Published online Apr 7, 2019. doi: 10.3748/wjg.v25.i13.1566
Peer-review started: December 25, 2018
First decision: January 23, 2019
Revised: February 25, 2019
Accepted: March 1, 2019
Article in press: March 2, 2019
Published online: April 7, 2019
Hepatitis delta virus (HDV) seems to strongly suppress hepatitis B virus (HBV) replication, although little is known about the mechanism of this interaction. Both these viruses show a dynamic distribution of mutants, resulting in viral quasispecies. Next-generation sequencing is a viable approach for analyzing the composition of these mutant spectra. As the regulatory hepatitis B X protein (HBx) is essential for HBV replication, determination of HBV X gene (HBX) quasispecies complexity in HBV/HDV infection compared to HBV mono-infection may provide information on the interactions between these two viruses.

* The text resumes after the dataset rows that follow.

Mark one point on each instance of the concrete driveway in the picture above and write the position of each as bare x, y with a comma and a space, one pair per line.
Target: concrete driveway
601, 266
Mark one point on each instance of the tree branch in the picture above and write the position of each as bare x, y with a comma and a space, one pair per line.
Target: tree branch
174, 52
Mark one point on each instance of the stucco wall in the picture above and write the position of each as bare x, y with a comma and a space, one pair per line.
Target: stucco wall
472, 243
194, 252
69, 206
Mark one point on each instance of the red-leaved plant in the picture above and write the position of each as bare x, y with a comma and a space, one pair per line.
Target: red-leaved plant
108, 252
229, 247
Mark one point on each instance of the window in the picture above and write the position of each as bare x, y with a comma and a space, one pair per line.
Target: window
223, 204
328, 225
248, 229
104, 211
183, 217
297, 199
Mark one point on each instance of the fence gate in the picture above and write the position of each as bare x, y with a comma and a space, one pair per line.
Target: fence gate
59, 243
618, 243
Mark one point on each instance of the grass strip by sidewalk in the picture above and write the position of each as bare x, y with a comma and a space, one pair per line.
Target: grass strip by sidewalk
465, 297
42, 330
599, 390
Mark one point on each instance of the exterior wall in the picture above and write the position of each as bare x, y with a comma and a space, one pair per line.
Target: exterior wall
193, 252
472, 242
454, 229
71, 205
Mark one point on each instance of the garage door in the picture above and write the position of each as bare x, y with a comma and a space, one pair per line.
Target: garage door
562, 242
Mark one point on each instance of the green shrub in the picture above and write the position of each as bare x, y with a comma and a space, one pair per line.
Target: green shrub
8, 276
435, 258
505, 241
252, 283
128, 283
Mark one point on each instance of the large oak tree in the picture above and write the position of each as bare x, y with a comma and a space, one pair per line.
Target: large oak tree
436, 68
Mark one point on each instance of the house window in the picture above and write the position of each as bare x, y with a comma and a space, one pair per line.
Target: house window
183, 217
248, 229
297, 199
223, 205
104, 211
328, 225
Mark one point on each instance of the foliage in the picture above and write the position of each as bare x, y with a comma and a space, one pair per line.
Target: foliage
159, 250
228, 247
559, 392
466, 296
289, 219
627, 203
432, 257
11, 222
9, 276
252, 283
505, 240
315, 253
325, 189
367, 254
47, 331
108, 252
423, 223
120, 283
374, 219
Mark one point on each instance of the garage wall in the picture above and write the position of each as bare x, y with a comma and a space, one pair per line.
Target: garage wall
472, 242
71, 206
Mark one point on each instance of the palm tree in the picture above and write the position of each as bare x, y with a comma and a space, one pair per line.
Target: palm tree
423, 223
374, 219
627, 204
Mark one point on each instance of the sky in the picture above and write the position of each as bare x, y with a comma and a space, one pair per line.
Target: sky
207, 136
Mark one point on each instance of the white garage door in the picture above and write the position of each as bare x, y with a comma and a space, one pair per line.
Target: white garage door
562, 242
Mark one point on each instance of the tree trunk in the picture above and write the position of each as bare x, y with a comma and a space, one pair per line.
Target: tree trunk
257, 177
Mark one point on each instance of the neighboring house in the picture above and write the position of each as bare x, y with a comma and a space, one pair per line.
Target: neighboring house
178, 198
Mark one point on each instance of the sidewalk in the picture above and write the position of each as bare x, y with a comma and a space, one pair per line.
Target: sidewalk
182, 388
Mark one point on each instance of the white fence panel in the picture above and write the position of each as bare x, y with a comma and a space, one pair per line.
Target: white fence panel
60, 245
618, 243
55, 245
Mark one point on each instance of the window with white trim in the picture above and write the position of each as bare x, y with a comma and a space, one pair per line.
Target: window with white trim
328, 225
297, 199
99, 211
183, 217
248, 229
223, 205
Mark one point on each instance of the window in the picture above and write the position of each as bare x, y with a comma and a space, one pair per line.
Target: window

To compare HBV quasispecies complexity in the HBX 5’ region between chronic hepatitis delta (CHD) and chronic HBV mono-infected patients.
Twenty-four untreated patients were included: 7/24 (29.2%) with HBeAg-negative chronic HBV infection (CI, previously termed inactive carriers), 8/24 (33.3%) with HBeAg-negative chronic hepatitis B (CHB) and 9/24 (37.5%) with CHD. A serum sample from each patient was first tested for HBV DNA levels. The HBX 5’ region [nucleotides (nt) 1255-1611] was then PCR-amplified for subsequent next-generation sequencing (MiSeq, Illumina, United States). HBV quasispecies complexity in the region analyzed was evaluated using incidence-based indices (number of haplotypes and number of mutations), abundance-based indices (Hill numbers of order 1 and 2), and functional indices (mutation frequency and nucleotide diversity). We also evaluated the pattern of nucleotide changes to investigate which of them could be the cause of the quasispecies complexity.
CHB patients showed higher median HBV-DNA levels [5.4 logIU/mL, interquartile range (IQR) 3.5-7.9] than CHD (3.4 logIU/mL, IQR 3-7.6) (P = n.s.) or CI (3.2 logIU/mL, IQR 2.3-3.5) (P < 0.01) patients. The incidence and abundance indices indicated that HBV quasispecies complexity was significantly greater in CI than CHB. A similar trend was observed in CHD patients, although only Hill numbers of order 2 showed statistically significant differences (CHB 2.81, IQR 1.11-4.57 vs CHD 8.87, 6.56-11.18, P = 0.038). There were no significant differences in the functional indices, but CI and CHD patients also showed a trend towards greater complexity than CHB. No differences were found for any HBV quasispecies complexity indices between CHD and CI patients. G-to-A and C-to-T nucleotide changes, characteristic of APOBEC3G, were higher in CHD and CI than in CHB in genotype A haplotypes, but not in genotype D. The proportion of nt G-to-A vs A-to-G changes and C-to-T vs T-to-C changes in genotype A and D haplotypes in CHD patients showed no significant differences. In CHB and CI the results of these comparisons were dependent on HBV genotype.
The lower-replication CHD and CI groups show a trend to higher quasispecies complexity than the higher-replication CHB group. The mechanisms associated with this greater complexity require elucidation.
Core tip: Hepatitis B virus (HBV) replication is lower in the presence of hepatitis delta virus (HDV), but little is known about the mechanism of this interaction. HBV X gene quasispecies study in HBV/HDV infection could provide data regarding this interaction. With use of next-generation sequencing, we analyzed HBV quasispecies complexity and found a trend to greater complexity in chronic HDV and chronic HBV infection (CI, previously termed inactive carriers) than in chronic hepatitis B. This suggests that HDV may drive the HBV quasispecies to acquire a situation of diversity similar to that of CI patients.